Las historias nos despiertan, antes que nada, las emociones. Y después es cuando actúa nuestro pensamiento.
Si leemos, por ejemplo, «En un lugar de la Mancha de cuyo nombre no quiero acordarme…», surge la emoción de la curiosidad, y después la pregunta, ¿por qué no quiere acordarse? ¿Qué le ocurrió para que quiera olvidar ese lugar?
Emoción proviene del latín «movere» (mover), más el prefijo «e», que da igualmente idea de movimiento. Eso es lo que me mueve a continuar leyendo.
La emoción de la sorpresa en este caso nos mueve a preguntarnos, ¿por qué no quiero acordarse? Ha entrado en juego el pensamiento.
Por eso las narraciones, las historias, nos atraen, nos despiertan, antes que nada, las emociones. Y después es cuando actúa nuestro pensamiento al preguntarnos, ¿y ahora qué va a pasar? Así es como llega a nuestro cerebro la narración, a través de la emoción.

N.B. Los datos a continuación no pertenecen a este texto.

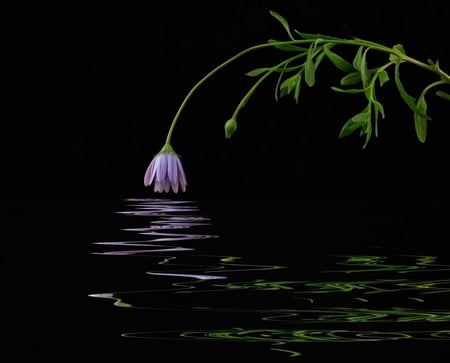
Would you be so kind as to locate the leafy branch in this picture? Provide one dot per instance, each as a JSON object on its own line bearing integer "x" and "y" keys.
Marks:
{"x": 306, "y": 53}
{"x": 359, "y": 78}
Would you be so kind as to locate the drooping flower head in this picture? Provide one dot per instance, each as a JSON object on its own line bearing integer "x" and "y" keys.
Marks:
{"x": 166, "y": 171}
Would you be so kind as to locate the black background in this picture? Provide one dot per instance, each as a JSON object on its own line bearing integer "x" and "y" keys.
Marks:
{"x": 93, "y": 96}
{"x": 135, "y": 65}
{"x": 95, "y": 88}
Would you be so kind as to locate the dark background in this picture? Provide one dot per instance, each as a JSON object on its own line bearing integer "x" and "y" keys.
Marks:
{"x": 93, "y": 96}
{"x": 96, "y": 96}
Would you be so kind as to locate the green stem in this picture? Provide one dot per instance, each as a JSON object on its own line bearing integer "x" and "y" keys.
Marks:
{"x": 245, "y": 99}
{"x": 359, "y": 42}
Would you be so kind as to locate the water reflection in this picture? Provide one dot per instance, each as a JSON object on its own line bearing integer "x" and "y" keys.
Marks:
{"x": 356, "y": 297}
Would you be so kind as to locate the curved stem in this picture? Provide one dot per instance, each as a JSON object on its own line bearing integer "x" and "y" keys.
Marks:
{"x": 358, "y": 42}
{"x": 245, "y": 99}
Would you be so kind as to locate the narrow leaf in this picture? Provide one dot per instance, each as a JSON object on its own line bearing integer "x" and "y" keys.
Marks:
{"x": 443, "y": 95}
{"x": 287, "y": 47}
{"x": 420, "y": 122}
{"x": 338, "y": 61}
{"x": 383, "y": 77}
{"x": 349, "y": 90}
{"x": 283, "y": 22}
{"x": 257, "y": 72}
{"x": 350, "y": 79}
{"x": 309, "y": 66}
{"x": 308, "y": 36}
{"x": 358, "y": 58}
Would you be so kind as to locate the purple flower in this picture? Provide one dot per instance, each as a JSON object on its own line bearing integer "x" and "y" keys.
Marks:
{"x": 166, "y": 170}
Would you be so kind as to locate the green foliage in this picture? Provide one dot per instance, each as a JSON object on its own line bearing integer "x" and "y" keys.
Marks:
{"x": 311, "y": 49}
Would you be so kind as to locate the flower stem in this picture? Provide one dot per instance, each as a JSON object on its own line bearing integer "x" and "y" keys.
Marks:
{"x": 337, "y": 41}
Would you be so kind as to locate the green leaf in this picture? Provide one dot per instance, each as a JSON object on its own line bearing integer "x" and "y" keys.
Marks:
{"x": 283, "y": 22}
{"x": 443, "y": 95}
{"x": 365, "y": 75}
{"x": 383, "y": 77}
{"x": 338, "y": 61}
{"x": 358, "y": 58}
{"x": 308, "y": 36}
{"x": 395, "y": 58}
{"x": 420, "y": 122}
{"x": 257, "y": 71}
{"x": 310, "y": 70}
{"x": 289, "y": 84}
{"x": 355, "y": 123}
{"x": 350, "y": 79}
{"x": 287, "y": 47}
{"x": 409, "y": 100}
{"x": 349, "y": 90}
{"x": 297, "y": 87}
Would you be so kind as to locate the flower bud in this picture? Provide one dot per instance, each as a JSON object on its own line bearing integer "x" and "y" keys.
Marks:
{"x": 230, "y": 127}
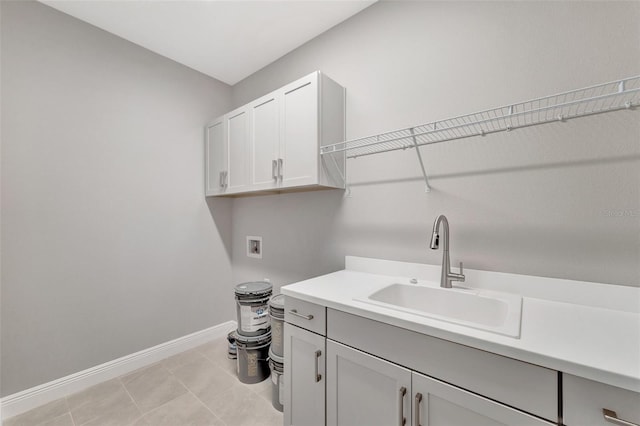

No hay razón práctica sin sentimientos. Nadie que no sea ajeno a la psicología o a las neurociencias discute ya esta tesis. Todas las ciencias sociales parten hoy del supuesto de que somos seres emotivos y no solo racionales.
—VICTORIA CAMPS, filósofa
El profesor de marketing, John Berger, siguiendo las ideas expuestas por Malcom Gladwell en Las claves del éxito , afirma en Contagioso (Gestión 2000, 2014 ) que «los mensajes que provoquen el sobrecogimiento y los que produzcan una gran excitación (risa, inquietud, enfado, ira…), tendrán más probabilidades de ser difundidos».
En una palabra, ser más virales.
De la emoción al sentimentalismo
Llegados a este punto, conviene hacer una acotación. Si bien es cierto que durante mucho tiempo las emociones fueron relegadas en beneficio de la razón, en la actualidad estamos en el extremo contrario, en el culto a la emoción. A este fenómeno el psiquiatra inglés Theodore Dalrymple, lo denomina en un libro del mismo título, «sentimentalismo tóxico».
Dalrymple considera que el sentimentalismo, entendido este como «el culto al sentimiento», el culto a la emoción pública, está corroyendo nuestra sociedad. A esta situación se llega cuando el sentimiento con el que se defiende una situación es más importante que los hechos (el conocimiento) en los que se basa.
Fue Cleóbulo, uno de los siete Sabios de Grecia, quien escribió en el templo de Apolo en Delfos esta máxima, «óptima es la medida».